Dalam suratnya, Ahed menulis, “Saya seorang anak di bawah penjajahan Israel. Saya selalu di sana. Memori pertama saya adalah penangkapan ayah saya pada tahun 2004 dan saya mengunjunginya di penjara. Saat itu, saya berumur tiga tahun; ayah saya dipenjara dua kali setelah itu. Tahun lalu, ketika saya berumur 16 tahun, saya ditangkap juga dalam sebuah razia tengah malam, karena saya menampar tentara yang masuk ke halaman rumah kami. Saya dijebloskan ke penjara Israel selama 8 bulan.”

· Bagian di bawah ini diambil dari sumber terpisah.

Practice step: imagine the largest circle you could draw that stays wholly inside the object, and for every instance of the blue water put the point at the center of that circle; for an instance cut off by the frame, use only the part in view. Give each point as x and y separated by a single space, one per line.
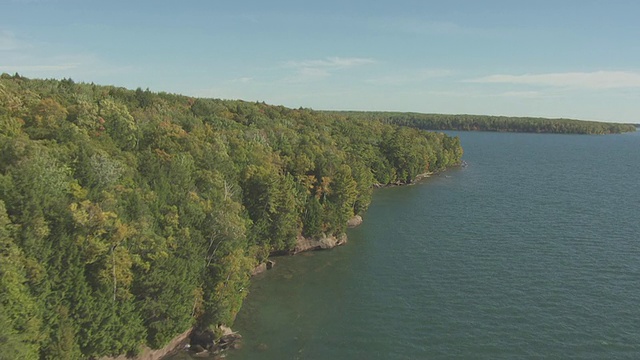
531 251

Kehidupan di balik jeruji penjara tidaklah mudah. Ahed dan tahanan lain harus bangun jam 5:30 pagi dan tidak mendapat sarapan sampai jam 10:30 siang. Mereka tidak diperbolehkan berjalan keluar. Ketika Ahed mencoba membentuk kelompok belajar dengan teman-teman perempuannya yang lain, petugas penjara melarangnya. Namun di tengah ringtangan seperti itu, dia dan teman-teman tahanannya tetap berupaya belajar dan lulus ujian.

Ahed Tamimi telah menjadi “simbol perjuangan melawan penjajahan” karena penahanannya. Tetapi, terdapat 300 anak Palestina lain di penjara Israel yang kisah mereka tidak diketahui dunia. Dalam suratnya, Ahed pun menulis tentang dua tahanan remaja bernama Nurhan Awwad dan Hadia Arainat. Mereka dijatuhi hukuman masing-masing 13 tahun dan tiga tahun penjara karena tuduhan palsu.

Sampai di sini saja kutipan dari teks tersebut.